We’re constantly looking for clues of what comes next, in tarot cards and tea leaves, in augury and biography, too. But can we ever find our futures by such means? In three thematically linked essays, B.J. Hollars explores what harbingers might have been present in the lives of scientist J. Robert Oppenheimer before he invented the atomic bomb and civil rights activist Medgar Evers before he was murdered. He also considers his own overlooked portents in a static-filled universe. Taken together, these stories converge toward the humbling truth that life’s only certainty is uncertainty, and our harbingers—no matter how strong—only offer insight in the aftermath.

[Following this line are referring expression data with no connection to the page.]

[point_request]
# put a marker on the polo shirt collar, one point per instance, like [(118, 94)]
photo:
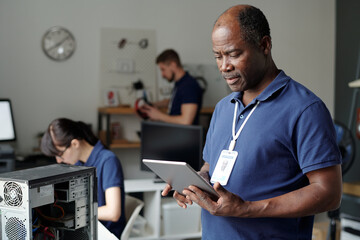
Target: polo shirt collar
[(94, 154), (278, 83)]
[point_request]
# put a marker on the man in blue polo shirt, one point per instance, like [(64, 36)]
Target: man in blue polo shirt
[(270, 150), (186, 100)]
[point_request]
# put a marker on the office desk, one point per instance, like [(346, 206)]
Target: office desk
[(152, 208)]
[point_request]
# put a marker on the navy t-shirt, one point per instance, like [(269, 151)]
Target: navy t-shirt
[(109, 174), (186, 90)]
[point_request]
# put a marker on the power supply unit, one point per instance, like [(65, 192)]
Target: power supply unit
[(50, 202)]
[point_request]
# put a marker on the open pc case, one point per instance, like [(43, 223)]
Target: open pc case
[(50, 202)]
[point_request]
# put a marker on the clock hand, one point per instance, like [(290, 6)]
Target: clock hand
[(59, 43)]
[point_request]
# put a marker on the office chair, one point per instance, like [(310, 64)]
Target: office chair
[(133, 207)]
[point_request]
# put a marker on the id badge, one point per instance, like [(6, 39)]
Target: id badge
[(224, 167)]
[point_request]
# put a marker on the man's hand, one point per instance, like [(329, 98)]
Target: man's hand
[(228, 204), (182, 201), (152, 112)]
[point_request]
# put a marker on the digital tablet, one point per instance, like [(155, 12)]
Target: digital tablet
[(179, 175)]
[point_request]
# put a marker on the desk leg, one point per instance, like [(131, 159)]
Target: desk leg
[(152, 212), (108, 135)]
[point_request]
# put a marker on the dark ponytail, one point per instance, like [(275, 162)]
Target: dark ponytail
[(61, 132)]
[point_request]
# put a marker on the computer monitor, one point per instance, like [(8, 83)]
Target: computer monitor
[(7, 126), (173, 142)]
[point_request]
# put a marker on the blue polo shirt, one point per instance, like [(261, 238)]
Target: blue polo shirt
[(289, 134), (186, 90), (109, 174)]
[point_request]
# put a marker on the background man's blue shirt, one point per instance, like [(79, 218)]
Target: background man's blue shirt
[(186, 90)]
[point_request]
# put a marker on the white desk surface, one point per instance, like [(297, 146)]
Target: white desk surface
[(142, 185)]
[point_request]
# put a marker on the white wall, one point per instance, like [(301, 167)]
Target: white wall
[(303, 35)]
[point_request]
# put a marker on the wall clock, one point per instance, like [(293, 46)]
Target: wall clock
[(58, 43)]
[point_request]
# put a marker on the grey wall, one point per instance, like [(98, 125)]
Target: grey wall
[(347, 58), (303, 34)]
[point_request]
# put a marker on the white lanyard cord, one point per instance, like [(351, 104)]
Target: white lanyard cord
[(235, 136)]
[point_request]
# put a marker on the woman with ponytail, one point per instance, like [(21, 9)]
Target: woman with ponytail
[(74, 143)]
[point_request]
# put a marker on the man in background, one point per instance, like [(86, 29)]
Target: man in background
[(186, 99)]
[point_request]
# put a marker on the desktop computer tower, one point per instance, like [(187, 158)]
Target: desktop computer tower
[(50, 202)]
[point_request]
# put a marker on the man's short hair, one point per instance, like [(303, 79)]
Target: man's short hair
[(169, 55), (254, 25)]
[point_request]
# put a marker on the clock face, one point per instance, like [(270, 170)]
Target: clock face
[(58, 43)]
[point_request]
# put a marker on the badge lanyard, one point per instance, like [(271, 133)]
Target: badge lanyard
[(227, 158), (235, 136)]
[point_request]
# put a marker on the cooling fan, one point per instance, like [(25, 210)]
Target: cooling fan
[(346, 143), (13, 195)]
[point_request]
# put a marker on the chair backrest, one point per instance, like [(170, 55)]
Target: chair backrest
[(133, 207)]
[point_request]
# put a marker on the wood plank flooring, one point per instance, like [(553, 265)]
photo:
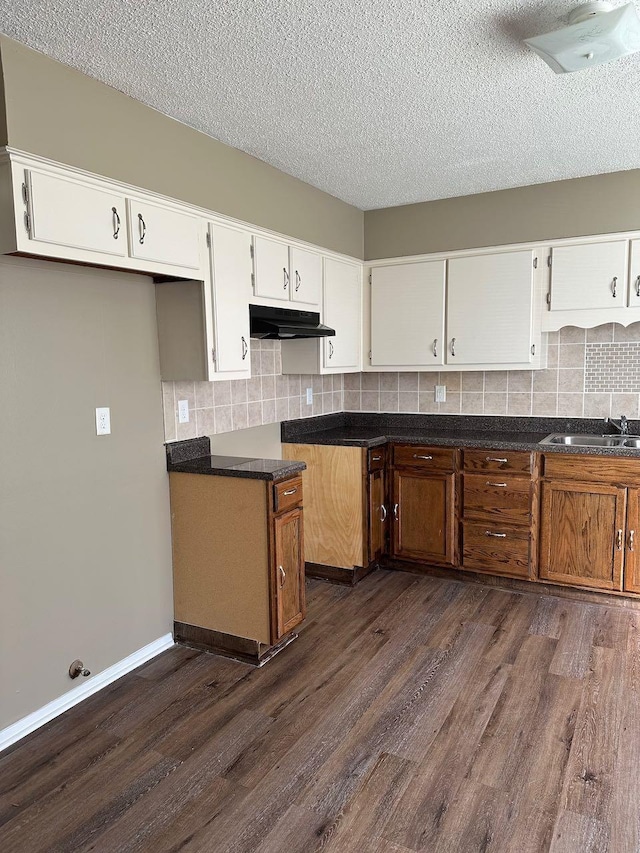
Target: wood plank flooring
[(412, 714)]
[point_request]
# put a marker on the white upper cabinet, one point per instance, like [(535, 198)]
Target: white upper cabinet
[(490, 305), (634, 277), (271, 268), (64, 212), (407, 314), (231, 279), (305, 270), (163, 235), (342, 311), (589, 276)]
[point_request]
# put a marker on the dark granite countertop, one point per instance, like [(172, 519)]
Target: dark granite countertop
[(493, 432), (194, 457)]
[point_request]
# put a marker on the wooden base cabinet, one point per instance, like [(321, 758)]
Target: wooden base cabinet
[(238, 562), (424, 512)]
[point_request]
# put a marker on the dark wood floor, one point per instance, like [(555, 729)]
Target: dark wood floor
[(412, 714)]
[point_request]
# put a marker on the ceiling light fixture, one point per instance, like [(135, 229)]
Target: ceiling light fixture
[(597, 33)]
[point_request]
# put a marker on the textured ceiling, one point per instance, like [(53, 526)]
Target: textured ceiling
[(379, 102)]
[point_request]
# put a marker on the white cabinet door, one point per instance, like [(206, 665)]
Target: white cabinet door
[(80, 216), (306, 276), (164, 235), (231, 274), (407, 314), (271, 268), (342, 304), (634, 278), (590, 275), (490, 302)]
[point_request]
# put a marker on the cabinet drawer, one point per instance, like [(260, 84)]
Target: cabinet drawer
[(506, 499), (377, 458), (418, 456), (496, 549), (287, 494), (515, 462)]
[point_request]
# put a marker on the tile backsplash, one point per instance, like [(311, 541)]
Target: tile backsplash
[(591, 373), (266, 398)]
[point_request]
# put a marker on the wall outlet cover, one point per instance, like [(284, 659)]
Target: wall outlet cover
[(103, 421)]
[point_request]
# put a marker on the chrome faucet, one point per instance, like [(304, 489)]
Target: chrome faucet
[(622, 427)]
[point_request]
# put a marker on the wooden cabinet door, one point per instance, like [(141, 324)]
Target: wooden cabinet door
[(163, 235), (306, 276), (271, 268), (407, 314), (424, 517), (289, 572), (231, 276), (582, 534), (490, 301), (632, 542), (590, 275), (378, 514), (68, 213), (342, 304)]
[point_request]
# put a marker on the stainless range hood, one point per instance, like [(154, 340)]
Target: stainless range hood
[(283, 324)]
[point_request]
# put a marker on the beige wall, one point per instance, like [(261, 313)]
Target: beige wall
[(85, 551), (596, 205), (57, 112)]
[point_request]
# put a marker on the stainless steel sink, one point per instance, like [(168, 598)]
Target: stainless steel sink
[(591, 440)]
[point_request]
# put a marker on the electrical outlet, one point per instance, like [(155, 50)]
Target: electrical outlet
[(103, 421)]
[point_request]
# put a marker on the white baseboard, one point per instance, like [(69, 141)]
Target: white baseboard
[(58, 706)]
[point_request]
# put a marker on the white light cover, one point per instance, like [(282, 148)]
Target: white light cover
[(601, 38)]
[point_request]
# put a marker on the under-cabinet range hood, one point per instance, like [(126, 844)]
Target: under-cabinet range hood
[(283, 324)]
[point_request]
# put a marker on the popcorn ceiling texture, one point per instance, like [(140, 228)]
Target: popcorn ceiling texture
[(587, 376), (378, 103)]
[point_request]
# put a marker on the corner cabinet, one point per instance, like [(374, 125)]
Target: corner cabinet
[(342, 311), (238, 563)]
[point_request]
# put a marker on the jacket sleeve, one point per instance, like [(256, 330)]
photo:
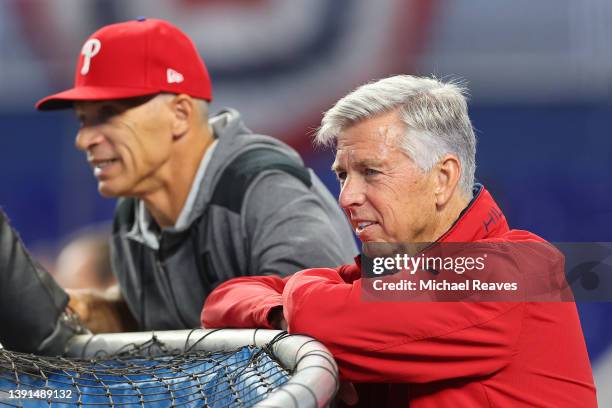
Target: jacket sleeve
[(400, 341), (243, 302), (288, 228)]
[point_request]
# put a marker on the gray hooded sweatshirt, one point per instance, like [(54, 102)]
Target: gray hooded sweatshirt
[(257, 211)]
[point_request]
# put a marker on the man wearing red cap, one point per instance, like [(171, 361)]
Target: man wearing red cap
[(203, 200)]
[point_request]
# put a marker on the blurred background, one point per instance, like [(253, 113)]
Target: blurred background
[(540, 75)]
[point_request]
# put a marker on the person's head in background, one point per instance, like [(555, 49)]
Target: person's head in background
[(84, 261), (141, 97)]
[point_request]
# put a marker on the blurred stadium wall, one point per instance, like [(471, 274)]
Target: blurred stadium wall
[(540, 75)]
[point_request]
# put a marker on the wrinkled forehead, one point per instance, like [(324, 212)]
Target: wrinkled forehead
[(119, 104)]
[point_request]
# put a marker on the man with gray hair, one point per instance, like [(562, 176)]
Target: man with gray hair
[(405, 161), (203, 199)]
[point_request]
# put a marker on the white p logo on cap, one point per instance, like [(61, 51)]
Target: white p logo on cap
[(90, 49)]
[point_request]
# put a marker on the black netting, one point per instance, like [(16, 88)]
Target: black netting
[(133, 377)]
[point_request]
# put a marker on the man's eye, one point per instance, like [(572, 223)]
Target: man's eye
[(106, 113)]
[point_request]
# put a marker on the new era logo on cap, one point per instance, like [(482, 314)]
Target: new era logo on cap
[(173, 77), (132, 59)]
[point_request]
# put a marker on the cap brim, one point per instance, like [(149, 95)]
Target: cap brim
[(66, 99)]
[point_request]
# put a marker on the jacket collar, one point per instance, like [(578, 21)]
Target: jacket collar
[(481, 219)]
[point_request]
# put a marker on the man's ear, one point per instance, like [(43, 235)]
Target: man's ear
[(182, 107), (448, 172)]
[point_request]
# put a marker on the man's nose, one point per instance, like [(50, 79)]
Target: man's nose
[(352, 193)]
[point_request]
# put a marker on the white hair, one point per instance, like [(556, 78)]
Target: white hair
[(434, 113)]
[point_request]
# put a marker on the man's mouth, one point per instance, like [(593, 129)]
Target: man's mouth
[(100, 165), (361, 226)]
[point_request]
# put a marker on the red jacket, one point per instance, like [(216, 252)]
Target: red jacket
[(443, 354)]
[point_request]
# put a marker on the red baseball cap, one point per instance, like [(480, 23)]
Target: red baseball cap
[(135, 58)]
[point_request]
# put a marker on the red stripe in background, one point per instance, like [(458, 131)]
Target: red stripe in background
[(410, 38), (43, 36)]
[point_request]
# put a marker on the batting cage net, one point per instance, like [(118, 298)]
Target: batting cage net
[(200, 368)]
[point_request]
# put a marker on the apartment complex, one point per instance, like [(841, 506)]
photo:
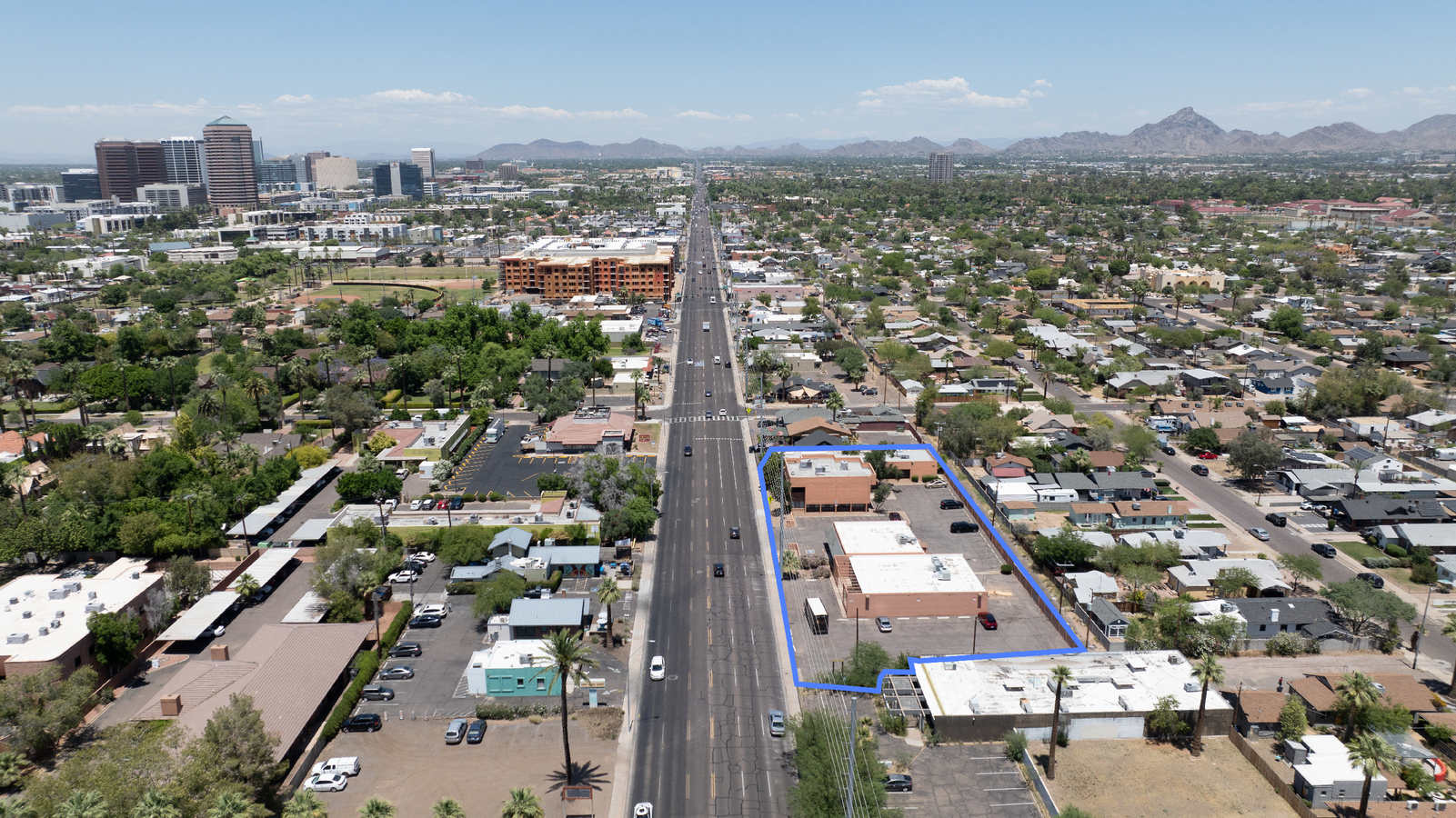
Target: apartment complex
[(126, 165), (561, 268), (229, 152), (426, 159), (942, 167)]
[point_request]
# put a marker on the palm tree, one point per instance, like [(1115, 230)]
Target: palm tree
[(246, 585), (230, 805), (82, 803), (523, 803), (835, 404), (1060, 674), (155, 805), (1354, 693), (1208, 672), (447, 808), (377, 808), (256, 387), (305, 803), (1369, 753), (569, 661), (609, 594), (1449, 631)]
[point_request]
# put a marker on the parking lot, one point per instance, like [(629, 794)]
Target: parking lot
[(1021, 624), (503, 467)]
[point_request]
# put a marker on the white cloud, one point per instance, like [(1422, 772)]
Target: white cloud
[(954, 92)]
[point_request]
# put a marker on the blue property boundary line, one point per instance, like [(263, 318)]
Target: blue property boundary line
[(986, 525)]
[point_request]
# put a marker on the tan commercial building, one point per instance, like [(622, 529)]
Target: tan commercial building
[(828, 482), (559, 270)]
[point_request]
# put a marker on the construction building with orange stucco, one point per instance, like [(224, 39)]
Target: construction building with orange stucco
[(559, 268)]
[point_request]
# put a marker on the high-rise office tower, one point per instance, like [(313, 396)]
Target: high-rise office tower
[(80, 185), (124, 165), (399, 179), (942, 167), (230, 176), (426, 159), (186, 164)]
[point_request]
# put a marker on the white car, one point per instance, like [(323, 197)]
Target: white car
[(326, 782)]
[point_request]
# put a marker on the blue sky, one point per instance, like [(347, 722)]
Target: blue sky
[(365, 73)]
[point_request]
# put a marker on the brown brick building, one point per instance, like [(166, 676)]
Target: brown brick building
[(828, 482), (557, 270)]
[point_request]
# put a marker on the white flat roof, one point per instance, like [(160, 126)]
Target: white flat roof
[(1130, 682), (198, 617), (40, 600), (877, 537), (915, 574)]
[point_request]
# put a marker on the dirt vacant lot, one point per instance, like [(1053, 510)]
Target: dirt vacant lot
[(1134, 779)]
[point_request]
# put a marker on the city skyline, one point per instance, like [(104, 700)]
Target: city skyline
[(1078, 70)]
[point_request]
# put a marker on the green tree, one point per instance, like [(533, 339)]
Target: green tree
[(1208, 672), (240, 745), (1061, 675), (116, 636), (569, 660), (1291, 721), (521, 803), (1368, 754), (1354, 692)]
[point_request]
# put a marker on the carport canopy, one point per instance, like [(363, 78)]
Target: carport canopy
[(200, 617)]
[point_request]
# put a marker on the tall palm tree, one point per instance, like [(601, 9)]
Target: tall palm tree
[(1354, 692), (155, 805), (230, 805), (1369, 753), (84, 803), (523, 803), (305, 803), (447, 808), (609, 594), (377, 808), (569, 661), (1060, 674), (1209, 673), (1449, 631)]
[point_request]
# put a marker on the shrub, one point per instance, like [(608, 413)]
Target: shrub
[(1015, 745)]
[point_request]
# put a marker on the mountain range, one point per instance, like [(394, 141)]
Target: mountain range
[(1186, 133)]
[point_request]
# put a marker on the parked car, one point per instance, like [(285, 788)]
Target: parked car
[(456, 731), (363, 723), (405, 650), (326, 782), (475, 733)]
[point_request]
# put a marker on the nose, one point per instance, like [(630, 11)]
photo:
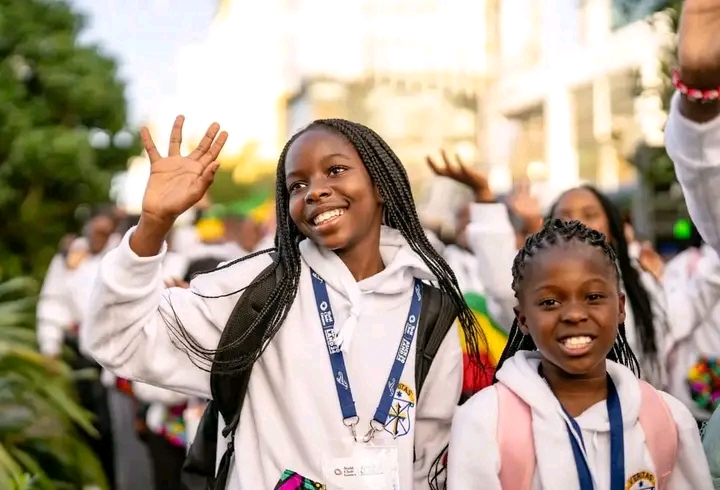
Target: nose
[(317, 191), (574, 313)]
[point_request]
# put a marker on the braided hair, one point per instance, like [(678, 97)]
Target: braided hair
[(389, 176), (637, 295), (554, 232)]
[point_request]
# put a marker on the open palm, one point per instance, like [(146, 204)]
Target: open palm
[(177, 183), (699, 43)]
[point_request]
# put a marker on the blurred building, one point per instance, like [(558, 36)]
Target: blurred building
[(412, 70), (574, 90)]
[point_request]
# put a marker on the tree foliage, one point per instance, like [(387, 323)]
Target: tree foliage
[(54, 93)]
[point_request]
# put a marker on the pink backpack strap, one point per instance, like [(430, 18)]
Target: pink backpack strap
[(661, 435), (516, 441)]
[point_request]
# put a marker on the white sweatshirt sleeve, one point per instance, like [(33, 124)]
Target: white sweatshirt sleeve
[(691, 466), (152, 394), (54, 313), (474, 455), (695, 151), (491, 238), (691, 302), (139, 330), (443, 385)]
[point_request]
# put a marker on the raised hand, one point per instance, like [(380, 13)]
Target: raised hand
[(699, 44), (699, 55), (459, 172), (177, 183)]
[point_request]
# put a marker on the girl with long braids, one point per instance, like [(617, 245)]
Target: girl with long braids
[(648, 316), (567, 390), (353, 255)]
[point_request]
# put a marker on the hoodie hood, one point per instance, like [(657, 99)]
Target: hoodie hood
[(402, 266), (520, 374)]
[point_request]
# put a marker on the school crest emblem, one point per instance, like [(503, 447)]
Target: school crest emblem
[(642, 480), (400, 416)]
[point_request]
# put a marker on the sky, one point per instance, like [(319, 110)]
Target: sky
[(145, 37)]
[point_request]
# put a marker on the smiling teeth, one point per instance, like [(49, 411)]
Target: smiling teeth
[(577, 342), (327, 215)]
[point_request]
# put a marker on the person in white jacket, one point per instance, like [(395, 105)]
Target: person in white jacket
[(692, 139), (649, 315), (337, 183), (569, 362)]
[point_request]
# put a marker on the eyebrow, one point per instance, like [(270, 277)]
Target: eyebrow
[(323, 159), (547, 285)]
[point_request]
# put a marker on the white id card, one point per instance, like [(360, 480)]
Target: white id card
[(355, 466)]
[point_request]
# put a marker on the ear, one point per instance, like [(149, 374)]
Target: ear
[(378, 196), (522, 320)]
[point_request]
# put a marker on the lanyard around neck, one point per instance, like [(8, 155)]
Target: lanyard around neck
[(617, 444), (337, 360)]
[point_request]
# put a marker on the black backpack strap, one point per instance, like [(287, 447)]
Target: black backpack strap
[(228, 389), (436, 318)]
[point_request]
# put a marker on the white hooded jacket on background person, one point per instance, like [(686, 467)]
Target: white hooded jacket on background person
[(492, 240), (291, 412), (474, 455), (695, 151)]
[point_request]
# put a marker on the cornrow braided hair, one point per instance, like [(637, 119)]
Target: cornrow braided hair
[(555, 232), (388, 174), (643, 317)]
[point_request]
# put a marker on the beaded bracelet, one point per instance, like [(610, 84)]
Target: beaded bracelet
[(694, 94)]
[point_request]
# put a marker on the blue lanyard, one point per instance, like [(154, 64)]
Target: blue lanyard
[(617, 445), (337, 360)]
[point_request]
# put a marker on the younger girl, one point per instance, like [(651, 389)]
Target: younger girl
[(339, 325), (649, 316), (568, 363)]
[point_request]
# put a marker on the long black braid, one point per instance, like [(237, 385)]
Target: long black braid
[(554, 232), (388, 174), (637, 295)]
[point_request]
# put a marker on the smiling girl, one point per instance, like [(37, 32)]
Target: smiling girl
[(352, 253), (574, 414)]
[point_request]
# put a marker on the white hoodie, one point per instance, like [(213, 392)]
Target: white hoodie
[(291, 412), (474, 458), (695, 150)]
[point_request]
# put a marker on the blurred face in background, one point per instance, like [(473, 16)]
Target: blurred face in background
[(99, 230), (582, 205)]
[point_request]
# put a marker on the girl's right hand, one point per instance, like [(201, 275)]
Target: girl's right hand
[(177, 183)]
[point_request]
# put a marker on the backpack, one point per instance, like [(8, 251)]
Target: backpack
[(517, 461), (228, 390)]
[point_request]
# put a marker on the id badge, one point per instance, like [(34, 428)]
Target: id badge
[(358, 466)]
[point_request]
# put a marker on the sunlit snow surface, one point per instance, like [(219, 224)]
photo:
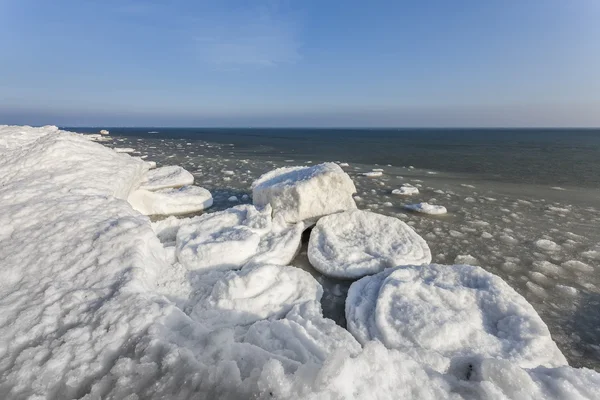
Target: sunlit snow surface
[(93, 304), (497, 226)]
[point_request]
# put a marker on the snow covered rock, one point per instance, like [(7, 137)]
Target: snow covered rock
[(426, 208), (406, 190), (437, 312), (356, 243), (304, 193), (171, 176), (231, 238), (171, 201), (254, 293)]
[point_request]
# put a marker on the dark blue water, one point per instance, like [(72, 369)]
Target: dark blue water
[(555, 157)]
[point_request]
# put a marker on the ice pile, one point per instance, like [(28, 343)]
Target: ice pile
[(299, 194), (438, 312), (237, 236), (165, 191), (356, 243), (93, 306)]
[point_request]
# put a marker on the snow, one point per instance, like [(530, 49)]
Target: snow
[(95, 304), (406, 190), (437, 312), (234, 237), (171, 176), (304, 193), (426, 208), (356, 243), (171, 201)]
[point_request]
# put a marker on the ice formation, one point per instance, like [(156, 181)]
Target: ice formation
[(185, 199), (304, 193), (426, 208), (171, 176), (93, 305), (438, 312), (232, 238), (356, 243)]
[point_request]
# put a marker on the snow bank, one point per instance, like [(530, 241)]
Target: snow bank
[(304, 193), (426, 208), (234, 237), (92, 306), (437, 312), (171, 176), (356, 243), (171, 201)]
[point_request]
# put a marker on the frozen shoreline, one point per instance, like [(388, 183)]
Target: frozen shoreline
[(85, 274)]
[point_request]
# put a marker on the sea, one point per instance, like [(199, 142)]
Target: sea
[(523, 204)]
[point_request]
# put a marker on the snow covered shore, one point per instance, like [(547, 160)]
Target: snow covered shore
[(93, 304)]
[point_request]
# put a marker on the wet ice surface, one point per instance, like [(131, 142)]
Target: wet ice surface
[(543, 241)]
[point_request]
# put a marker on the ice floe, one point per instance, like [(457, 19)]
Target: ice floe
[(437, 312), (304, 193), (426, 208), (171, 176), (355, 243), (171, 201)]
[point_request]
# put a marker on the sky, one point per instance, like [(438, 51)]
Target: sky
[(496, 63)]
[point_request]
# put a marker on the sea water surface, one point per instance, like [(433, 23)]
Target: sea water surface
[(522, 204)]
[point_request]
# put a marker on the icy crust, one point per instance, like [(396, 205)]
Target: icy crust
[(256, 292), (234, 237), (171, 176), (356, 243), (437, 312), (172, 201), (426, 208), (299, 194)]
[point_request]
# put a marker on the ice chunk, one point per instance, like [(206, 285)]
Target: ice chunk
[(438, 312), (426, 208), (171, 176), (171, 201), (355, 243), (231, 238), (254, 293), (547, 245), (406, 190), (304, 193)]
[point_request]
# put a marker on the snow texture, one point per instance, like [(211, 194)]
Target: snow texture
[(437, 312), (356, 243), (234, 237), (167, 177), (171, 201), (92, 305), (304, 193)]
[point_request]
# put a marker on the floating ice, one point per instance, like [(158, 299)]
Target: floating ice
[(406, 190), (231, 238), (426, 208), (171, 176), (171, 201), (355, 243), (304, 193), (437, 312)]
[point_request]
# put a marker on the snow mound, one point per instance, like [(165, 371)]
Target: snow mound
[(171, 176), (356, 243), (255, 293), (426, 208), (406, 190), (234, 237), (437, 312), (170, 201), (304, 193)]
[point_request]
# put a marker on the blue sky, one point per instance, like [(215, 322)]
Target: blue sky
[(300, 63)]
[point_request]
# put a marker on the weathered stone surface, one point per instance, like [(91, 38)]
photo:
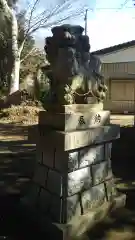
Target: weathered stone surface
[(54, 182), (99, 172), (40, 176), (79, 139), (66, 161), (72, 161), (111, 189), (39, 155), (93, 197), (89, 155), (74, 121), (48, 156), (108, 149), (73, 207), (31, 197), (79, 180), (44, 200), (56, 210), (73, 108)]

“Harbingers by B.J. Hollars is a haunting meditation on mortality, loneliness, the atomic bomb, and the violence of racial history. In a self-deprecating plain style, the three discrete essays, “Harbingers,” “The Loneliness of Oppenheimer,” and “Fragments for Medgar,” loosely form a triptych, a whole greater than their parts. Weaving together segments of personal narrative, travelogue, and research-based journalism, a complicated and interactive experience for the reader is created. Hollars succeeds remarkably in bringing humor to his sobering subject while embodying the darkness that thrums beneath the surface of our mortal lives.”
—Marcia Aldrich, author of Companion to an Untold Story
“In B.J. Hollars’s Harbingers, dangers abound. There are diseases that may lurk inside your DNA, nuclear bombs, people who will murder you for standing by your right to equality. And yet, in each of these three essays, there are ordinary people going about their ordinary lives, extraordinary in their steadfast determination to find what is good in the world. To suffer. To fight for it, still. Hollars is a masterful weaver, bringing together meticulously researched facts alongside personal insight, a harbinger himself for the kind of thoughtfulness that just might help us all. I love these essays.”